Puhai Yang | Heyan Huang | Xian-Ling Mao
Proceedings of the 59th Annual Meeting of the Association for Computational Linguistics and the 11th International Joint Conference on Natural Language Processing (Volume 1: Long Papers)

Dialogue state tracking (DST) plays a key role in task-oriented dialogue systems to monitor the user’s goal. In general, there are two strategies to track a dialogue state: predicting it from scratch and updating it from previous state. The scratch-based strategy obtains each slot value by inquiring all the dialogue history, and the previous-based strategy relies on the current turn dialogue to update the previous dialogue state.
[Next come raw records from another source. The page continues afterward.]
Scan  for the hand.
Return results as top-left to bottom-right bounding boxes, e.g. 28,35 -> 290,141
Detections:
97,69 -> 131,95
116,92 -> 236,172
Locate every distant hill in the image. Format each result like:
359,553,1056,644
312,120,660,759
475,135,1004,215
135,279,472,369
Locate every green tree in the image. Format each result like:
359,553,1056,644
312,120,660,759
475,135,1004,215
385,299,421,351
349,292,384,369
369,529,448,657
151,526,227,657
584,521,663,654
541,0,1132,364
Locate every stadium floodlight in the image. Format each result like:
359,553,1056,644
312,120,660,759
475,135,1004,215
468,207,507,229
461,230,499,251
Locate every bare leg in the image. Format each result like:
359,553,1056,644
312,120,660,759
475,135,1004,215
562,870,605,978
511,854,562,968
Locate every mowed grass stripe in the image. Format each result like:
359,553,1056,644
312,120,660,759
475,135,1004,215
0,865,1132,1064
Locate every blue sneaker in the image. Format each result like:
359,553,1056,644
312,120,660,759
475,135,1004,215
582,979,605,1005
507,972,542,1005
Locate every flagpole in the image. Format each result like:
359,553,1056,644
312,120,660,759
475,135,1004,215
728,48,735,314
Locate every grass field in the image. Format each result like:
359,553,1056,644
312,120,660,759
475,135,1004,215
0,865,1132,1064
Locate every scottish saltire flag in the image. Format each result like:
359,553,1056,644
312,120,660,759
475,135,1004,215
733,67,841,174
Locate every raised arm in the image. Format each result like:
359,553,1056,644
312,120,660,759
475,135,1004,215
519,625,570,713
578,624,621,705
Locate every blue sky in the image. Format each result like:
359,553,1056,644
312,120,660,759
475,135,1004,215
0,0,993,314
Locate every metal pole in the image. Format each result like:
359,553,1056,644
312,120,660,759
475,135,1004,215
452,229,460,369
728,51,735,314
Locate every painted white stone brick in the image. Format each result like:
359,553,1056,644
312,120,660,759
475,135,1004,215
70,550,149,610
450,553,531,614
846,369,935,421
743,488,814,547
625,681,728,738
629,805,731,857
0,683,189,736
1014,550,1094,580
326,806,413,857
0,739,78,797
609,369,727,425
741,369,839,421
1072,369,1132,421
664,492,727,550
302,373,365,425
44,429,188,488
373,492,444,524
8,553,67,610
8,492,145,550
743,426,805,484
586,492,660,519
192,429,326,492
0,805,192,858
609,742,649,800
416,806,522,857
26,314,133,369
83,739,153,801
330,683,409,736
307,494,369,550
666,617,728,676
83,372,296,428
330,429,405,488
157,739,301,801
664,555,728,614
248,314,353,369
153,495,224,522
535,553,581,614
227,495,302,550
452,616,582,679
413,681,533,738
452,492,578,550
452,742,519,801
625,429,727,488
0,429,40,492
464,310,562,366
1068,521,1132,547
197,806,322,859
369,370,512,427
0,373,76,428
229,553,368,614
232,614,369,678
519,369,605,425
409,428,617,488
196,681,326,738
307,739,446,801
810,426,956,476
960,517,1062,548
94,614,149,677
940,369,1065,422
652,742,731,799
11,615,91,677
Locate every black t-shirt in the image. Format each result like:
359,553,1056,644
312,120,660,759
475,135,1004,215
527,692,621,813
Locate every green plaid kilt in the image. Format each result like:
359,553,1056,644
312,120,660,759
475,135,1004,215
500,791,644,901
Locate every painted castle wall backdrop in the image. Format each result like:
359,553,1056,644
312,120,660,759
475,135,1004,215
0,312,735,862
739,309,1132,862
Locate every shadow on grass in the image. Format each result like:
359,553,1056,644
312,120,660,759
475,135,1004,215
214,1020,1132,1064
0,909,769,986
However, it is hard for the scratch-based strategy to correctly track short-dependency dialogue state because of noise; meanwhile, the previous-based strategy is not very useful for long-dependency dialogue state tracking. Obviously, it plays different roles for the context information of different granularity to track different kinds of dialogue states. Thus, in this paper, we will study and discuss how the context information of different granularity affects dialogue state tracking. First, we explore how greatly different granularities affect dialogue state tracking. Then, we further discuss how to combine multiple granularities for dialogue state tracking. Finally, we apply the findings about context granularity to few-shot learning scenario. Besides, we have publicly released all codes.